For the Canadian dollar, oil price movements have become a key variable. As a major crude oil exporter, Canada's economy is highly correlated with oil prices. However, oil prices have recently fallen for two consecutive days, with US WTI crude oil falling by nearly 5% and dropping below the $100 mark again. This change has weakened the fundamental support for the Canadian dollar, making it difficult for it to form a strong upward trend. The decline in oil prices has significantly dragged down the Canadian dollar .
From a macroeconomic perspective, the market is focused on the upcoming Canadian manufacturing PMI data to assess changes in economic momentum. Meanwhile, the US will release ADP employment data, retail sales, and the ISM manufacturing PMI. These data will provide forward guidance for the upcoming non-farm payroll report and directly influence market expectations regarding the Federal Reserve's policy path.
In the current environment, the interplay between the US dollar and the Canadian dollar mainly revolves around two themes: first, the impact of geopolitical changes on risk sentiment; and second, the direct influence of oil price trends on the Canadian dollar. The US dollar is under pressure due to decreased safe-haven demand, but falling oil prices limit the Canadian dollar's strength, resulting in overall exchange rate volatility.
From a technical perspective, the USD/CAD pair is consolidating on the daily chart. After retreating from previous highs, the pair has entered a range-bound trading pattern. Resistance is around 1.3700 , while support lies at 1.3550 . The MACD momentum is gradually converging, and the RSI has fallen back to the neutral zone, indicating weakening trend momentum.
From a 4-hour chart perspective, the short-term trend is weak and volatile, with prices fluctuating repeatedly within a range, and the moving average system tending to flatten. The MACD is oscillating around the zero line, indicating a balance between bullish and bearish forces. If the exchange rate breaks below the 1.3550 support level, it may further decline to 1.3500; conversely, if it rebounds above 1.3700, it may resume upward momentum.

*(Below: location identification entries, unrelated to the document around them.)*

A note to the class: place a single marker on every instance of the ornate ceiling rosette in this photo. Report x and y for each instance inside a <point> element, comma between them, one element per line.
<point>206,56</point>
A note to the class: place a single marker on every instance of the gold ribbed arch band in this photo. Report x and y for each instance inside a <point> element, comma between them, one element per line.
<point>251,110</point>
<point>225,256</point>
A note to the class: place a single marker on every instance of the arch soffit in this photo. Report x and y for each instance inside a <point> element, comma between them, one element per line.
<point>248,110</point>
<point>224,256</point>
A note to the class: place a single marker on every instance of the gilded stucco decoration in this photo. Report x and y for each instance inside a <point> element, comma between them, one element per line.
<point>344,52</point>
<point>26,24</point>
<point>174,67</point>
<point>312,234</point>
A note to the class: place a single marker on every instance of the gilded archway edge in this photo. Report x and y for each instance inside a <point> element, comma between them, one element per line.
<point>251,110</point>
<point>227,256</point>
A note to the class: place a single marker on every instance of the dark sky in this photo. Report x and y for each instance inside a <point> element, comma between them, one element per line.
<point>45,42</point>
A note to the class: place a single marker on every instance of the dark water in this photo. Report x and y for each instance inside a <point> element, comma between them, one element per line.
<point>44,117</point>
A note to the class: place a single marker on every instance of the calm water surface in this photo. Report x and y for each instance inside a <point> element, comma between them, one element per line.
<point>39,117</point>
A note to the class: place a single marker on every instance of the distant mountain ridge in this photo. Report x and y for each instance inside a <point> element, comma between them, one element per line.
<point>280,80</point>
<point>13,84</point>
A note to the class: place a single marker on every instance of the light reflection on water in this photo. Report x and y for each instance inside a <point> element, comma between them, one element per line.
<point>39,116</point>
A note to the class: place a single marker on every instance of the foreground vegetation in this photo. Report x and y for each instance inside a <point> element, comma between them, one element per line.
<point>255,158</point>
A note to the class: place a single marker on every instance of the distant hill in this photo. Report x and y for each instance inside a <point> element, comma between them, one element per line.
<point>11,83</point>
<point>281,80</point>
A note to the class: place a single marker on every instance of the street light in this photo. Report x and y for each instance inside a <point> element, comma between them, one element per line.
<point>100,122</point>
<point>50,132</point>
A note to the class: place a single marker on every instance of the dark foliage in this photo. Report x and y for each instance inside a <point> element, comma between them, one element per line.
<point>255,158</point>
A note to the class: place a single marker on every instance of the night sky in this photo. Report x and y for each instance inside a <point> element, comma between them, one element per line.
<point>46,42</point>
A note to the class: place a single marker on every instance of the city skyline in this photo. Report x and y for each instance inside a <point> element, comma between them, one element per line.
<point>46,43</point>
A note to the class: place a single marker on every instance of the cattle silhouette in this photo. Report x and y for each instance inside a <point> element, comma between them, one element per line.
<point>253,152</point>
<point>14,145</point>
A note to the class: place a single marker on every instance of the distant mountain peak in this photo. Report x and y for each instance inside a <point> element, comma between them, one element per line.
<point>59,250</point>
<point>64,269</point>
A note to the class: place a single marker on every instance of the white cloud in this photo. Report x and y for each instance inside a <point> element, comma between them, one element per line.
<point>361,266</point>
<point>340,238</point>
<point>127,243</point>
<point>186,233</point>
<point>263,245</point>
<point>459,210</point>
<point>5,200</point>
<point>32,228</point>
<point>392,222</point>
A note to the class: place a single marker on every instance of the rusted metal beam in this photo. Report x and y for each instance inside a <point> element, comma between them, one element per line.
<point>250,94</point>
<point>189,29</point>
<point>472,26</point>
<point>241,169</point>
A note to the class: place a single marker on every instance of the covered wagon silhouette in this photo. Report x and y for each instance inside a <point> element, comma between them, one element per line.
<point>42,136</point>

Overall, the USD/CAD pair is in a fluctuating pattern characterized by a weakening US dollar and pressure from oil prices , with its short-term direction depending on new catalysts.
Editor's Summary : The current market is caught between expectations of easing geopolitical tensions and actual uncertainties. The US dollar has weakened due to reduced safe-haven demand, but the Canadian dollar is struggling to stage a strong rebound due to falling oil prices. This balancing act keeps the exchange rate in a volatile pattern. Future trends will depend on the actual developments in the Middle East, oil price fluctuations, and US economic data. Investors should pay close attention to key events and exercise caution when making directional judgments.